Remember me mentioning my ‘stalker’ in a previous post about a social event at a sex club? Well, he’s at it again. He attended the social event I was recently at.

Luckily, I met a friend there who knew that I was absolutely desperate to avoid this person the entire evening. So whenever I saw him coming close, I’d walk around my friend so he was in the line of sight of this creepy guy instead of me. Or he’d step in front of me. It was actually really nice, just felt like a relief that I didn’t have to deal with him on my own.

He didn’t actually say anything to me that night. I’m not even sure if he knows who I am or recognises me away from my persona online. But I don’t care. The man makes me deeply uncomfortable and I will do anything to not have to converse with him or be in his company. I definitely won’t pretend that I’m enjoying his company or his conversation.

At one point in the evening, I was standing in a group of people and I saw this guy walking towards us so I stepped behind this tall man I was standing next to to avoid him. And I saw as he walked past a woman and though he had plenty of space to walk by her, he touched her (bare) shoulder and said ‘oh, excuse me’ but as conversation continued as he walked past, the woman he touched and I both knew that he it was utterly unnecessary to touch her, that he had just used walking past her as an excuse to put his paws on her.
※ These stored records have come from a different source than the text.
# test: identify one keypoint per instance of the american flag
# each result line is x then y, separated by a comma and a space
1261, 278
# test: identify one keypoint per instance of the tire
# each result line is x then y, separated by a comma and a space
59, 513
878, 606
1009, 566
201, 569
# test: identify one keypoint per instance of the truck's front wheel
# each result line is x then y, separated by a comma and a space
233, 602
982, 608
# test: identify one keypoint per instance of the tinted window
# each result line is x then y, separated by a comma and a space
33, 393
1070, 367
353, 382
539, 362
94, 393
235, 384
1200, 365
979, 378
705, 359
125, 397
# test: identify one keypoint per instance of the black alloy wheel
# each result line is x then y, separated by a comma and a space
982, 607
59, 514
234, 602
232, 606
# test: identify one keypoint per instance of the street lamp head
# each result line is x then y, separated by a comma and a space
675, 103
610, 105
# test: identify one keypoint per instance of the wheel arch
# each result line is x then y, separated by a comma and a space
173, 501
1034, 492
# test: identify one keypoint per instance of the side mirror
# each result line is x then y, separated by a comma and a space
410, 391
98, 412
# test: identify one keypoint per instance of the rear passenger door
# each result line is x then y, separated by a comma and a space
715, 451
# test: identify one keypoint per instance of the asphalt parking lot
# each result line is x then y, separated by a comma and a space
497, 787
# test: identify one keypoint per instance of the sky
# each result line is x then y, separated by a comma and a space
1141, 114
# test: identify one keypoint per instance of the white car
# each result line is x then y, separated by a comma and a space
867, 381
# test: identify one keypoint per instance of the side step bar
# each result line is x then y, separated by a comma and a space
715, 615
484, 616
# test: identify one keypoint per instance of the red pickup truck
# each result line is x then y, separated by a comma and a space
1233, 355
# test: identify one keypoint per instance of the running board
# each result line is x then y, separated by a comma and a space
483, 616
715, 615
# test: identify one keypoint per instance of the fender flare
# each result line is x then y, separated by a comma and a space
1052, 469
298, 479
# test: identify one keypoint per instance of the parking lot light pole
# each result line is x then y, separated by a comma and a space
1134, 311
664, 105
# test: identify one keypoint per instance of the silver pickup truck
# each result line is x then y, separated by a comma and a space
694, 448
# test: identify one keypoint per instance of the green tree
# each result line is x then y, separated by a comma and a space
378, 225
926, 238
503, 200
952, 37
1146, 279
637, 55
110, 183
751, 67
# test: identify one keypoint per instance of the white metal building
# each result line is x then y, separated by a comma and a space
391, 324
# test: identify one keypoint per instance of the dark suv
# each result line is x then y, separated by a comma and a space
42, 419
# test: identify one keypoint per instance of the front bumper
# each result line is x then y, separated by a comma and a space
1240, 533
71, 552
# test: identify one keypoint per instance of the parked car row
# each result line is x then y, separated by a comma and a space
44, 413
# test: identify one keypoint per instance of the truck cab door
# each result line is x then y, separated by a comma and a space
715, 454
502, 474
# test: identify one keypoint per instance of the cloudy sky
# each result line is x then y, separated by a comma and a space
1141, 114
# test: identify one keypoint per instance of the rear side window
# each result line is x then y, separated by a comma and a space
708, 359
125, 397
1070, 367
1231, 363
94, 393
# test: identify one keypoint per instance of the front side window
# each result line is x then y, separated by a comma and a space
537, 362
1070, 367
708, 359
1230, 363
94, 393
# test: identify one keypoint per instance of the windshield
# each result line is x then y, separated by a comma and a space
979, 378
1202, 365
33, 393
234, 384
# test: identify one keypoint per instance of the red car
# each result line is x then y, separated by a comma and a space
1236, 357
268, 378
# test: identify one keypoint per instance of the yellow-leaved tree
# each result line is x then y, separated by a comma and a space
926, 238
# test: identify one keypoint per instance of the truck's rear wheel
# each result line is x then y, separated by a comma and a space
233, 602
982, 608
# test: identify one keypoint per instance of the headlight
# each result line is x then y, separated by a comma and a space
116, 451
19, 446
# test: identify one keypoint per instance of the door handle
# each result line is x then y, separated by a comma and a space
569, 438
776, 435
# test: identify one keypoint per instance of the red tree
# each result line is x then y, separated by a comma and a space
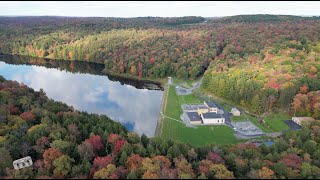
28, 116
96, 142
214, 157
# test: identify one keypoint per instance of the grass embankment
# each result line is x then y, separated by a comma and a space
195, 136
274, 122
240, 118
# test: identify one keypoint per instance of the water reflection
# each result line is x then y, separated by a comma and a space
137, 109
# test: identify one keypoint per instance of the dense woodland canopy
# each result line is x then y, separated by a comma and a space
65, 143
257, 61
261, 62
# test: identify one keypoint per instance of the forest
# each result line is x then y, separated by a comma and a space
261, 62
66, 143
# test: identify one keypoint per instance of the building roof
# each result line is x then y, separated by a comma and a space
211, 104
211, 115
234, 109
193, 116
202, 107
303, 119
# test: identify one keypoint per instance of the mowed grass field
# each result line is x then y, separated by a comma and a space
199, 136
276, 121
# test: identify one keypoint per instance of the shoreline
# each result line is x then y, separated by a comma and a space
157, 81
158, 130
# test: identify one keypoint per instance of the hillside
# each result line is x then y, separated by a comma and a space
273, 55
65, 143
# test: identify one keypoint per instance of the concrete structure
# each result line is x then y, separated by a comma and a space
194, 118
212, 118
212, 107
206, 113
169, 80
202, 110
235, 111
22, 163
300, 120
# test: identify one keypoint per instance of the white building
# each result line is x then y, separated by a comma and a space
169, 80
212, 118
300, 120
235, 111
22, 163
211, 106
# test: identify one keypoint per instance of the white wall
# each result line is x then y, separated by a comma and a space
214, 121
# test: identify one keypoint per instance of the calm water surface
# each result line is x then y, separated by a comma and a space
84, 86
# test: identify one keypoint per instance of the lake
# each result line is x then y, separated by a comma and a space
86, 87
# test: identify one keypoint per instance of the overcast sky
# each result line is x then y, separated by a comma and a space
157, 8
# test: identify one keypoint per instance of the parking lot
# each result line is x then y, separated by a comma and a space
247, 128
292, 125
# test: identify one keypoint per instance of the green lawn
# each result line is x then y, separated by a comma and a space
189, 99
238, 118
173, 108
195, 136
263, 127
275, 121
198, 136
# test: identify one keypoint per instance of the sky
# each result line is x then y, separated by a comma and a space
157, 8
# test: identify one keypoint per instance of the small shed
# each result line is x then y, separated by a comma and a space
212, 118
22, 163
235, 111
300, 120
194, 118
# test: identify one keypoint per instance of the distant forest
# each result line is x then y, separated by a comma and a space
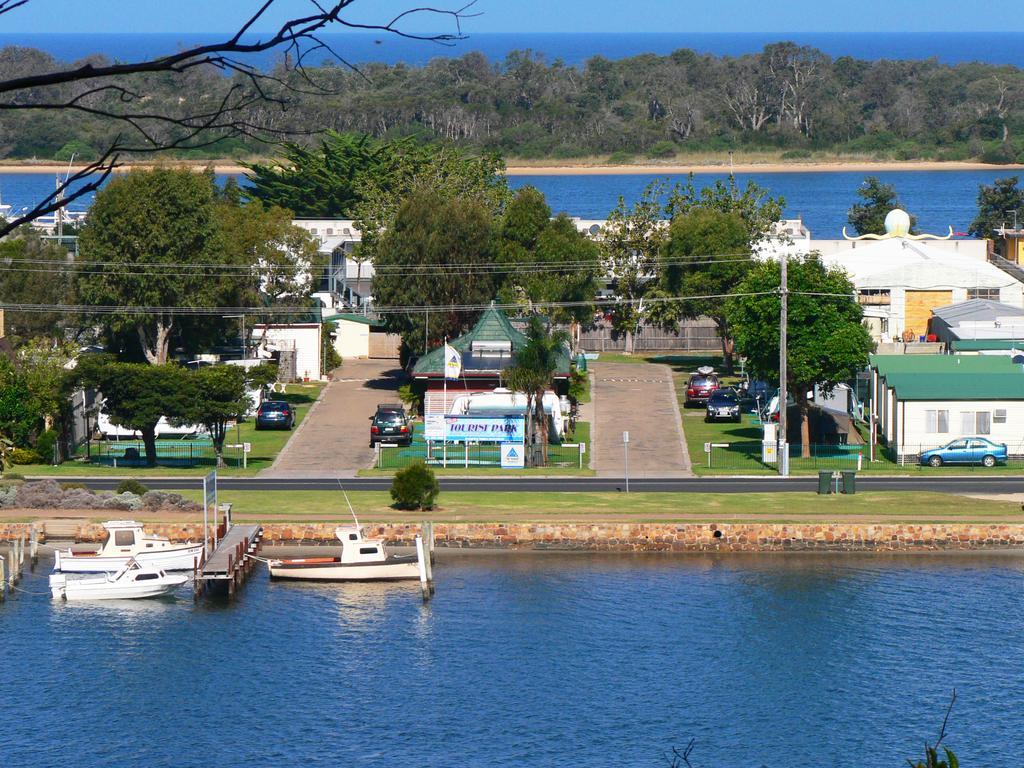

So I told them about my experiences with my stalker. How he made me uncomfortable, how he’d lunged at me in the dark room. The woman I was talking with understood me immediately. And there was another man with us who said something along the lines of ‘I was talking to him earlier, I had no idea he was such a creep’ and that’s the thing, isn’t it? He isn’t likely to show off his creepiness to other men. It’s only to women that he feels he has that right to touch us, to makes us feel uncomfortable, to encroach on boundaries, to think those things like consent don’t apply to him.

It was nice to see that this person that I hadn’t met before that night just understood and accepted that this was my experience. It was the experience of the woman we were both talking to. It was the experience of women everywhere. All of us. He apologised to me for all of the horrible men and he seemed genuinely horrified by it. And even though it is awful to have to continually be on guard and constantly vibe check men for safety concerns, for anything that feels not right, there are at still plenty of men out there that are still decent.

That will tell the hosts that there’s someone invited that makes women uncomfortable. That will look out for you so you can relax and enjoy the party, that will step in front of you to hide you from his sight. That will warn others about him and doesn’t leave it to me to tell people, to rehash the story.